Tachyum to build 50 exaFLOP supercomputer
Cette publication existe aussi en Français
Tachyum is to build a large scale supercomputer based on its 5nm Prodigy Universal Processor chip for a US customer.
The Tachyum supercomputer will have over 50 exaFLOP performance, 25 times faster than today’s systems and support AI models potentially 25,000 times larger with access to hundreds of petabytes of DRAM and exabytes of flash-based primary storage.
The Prodigy chip enables a significant increase in the memory, storage and compute architectures for datacentre, AI and HPC workloads in government, research and academia, business, manufacturing and other industries.

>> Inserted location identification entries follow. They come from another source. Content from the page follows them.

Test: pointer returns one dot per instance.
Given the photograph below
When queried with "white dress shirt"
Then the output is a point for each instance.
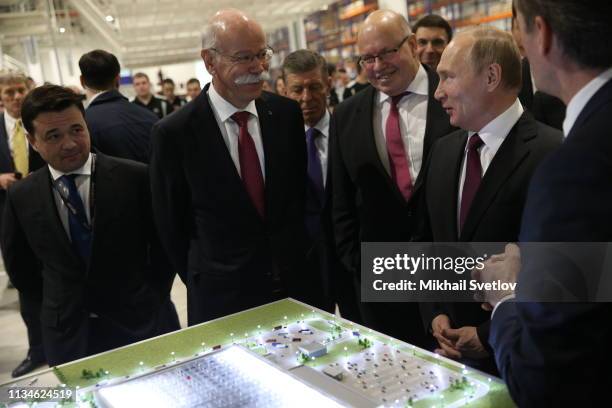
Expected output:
(322, 143)
(579, 101)
(493, 135)
(83, 182)
(413, 119)
(230, 130)
(9, 125)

Earlier this year the Slovak/US company detailed a 20 exaflop supercomputer architecture using the Prodigy chip which is expected to sample next year.
Installation of the Prodigy-enabled supercomputer will begin in 2024 and reach full capacity in 2025. This will provide 8 Zettaflops of AI training for big language models and 16 Zettaflops of image and video processing. This would provide the ability to fit more than 100,000x PALM2 530B parameter models or 25,000x ChatGPT4 1.7T parameter models with base memory and 100,000x ChatGPT4 with 4x of base DRAM.
The 4-socket, liquid-cooled nodes are connected to 400G RoCE ethernet, with the capability to double to an 800G all non-blocking and non-overprovisioned switching fabric
“The unprecedented scale and computational power required as part of this installation simply could not be provided by any chip manufacturer on the market today,” said Dr. Radoslav Danilak, founder and CEO of Tachyum.
“While there are startups receiving billions of dollars, based on their promise of achieving similar capabilities sometime in the future, only Tachyum is positioned to deliver the capability to economically build order-of-magnitude bigger machines that potentially enable the transition to cognitive AI, beginning later this year. This purchase order is a testament to our first-to-market position and our ability to provide a positive impact to worldwide AI markets.”
The Universal Processor works with all workloads without needing a separate GPU, so servers can seamlessly and dynamically switch between computational domains (such as AI/ML, HPC, and cloud) on a single architecture. This eliminates the need for expensive dedicated AI hardware and dramatically increasing server utilization, reducing CAPEX and OPEX significantly.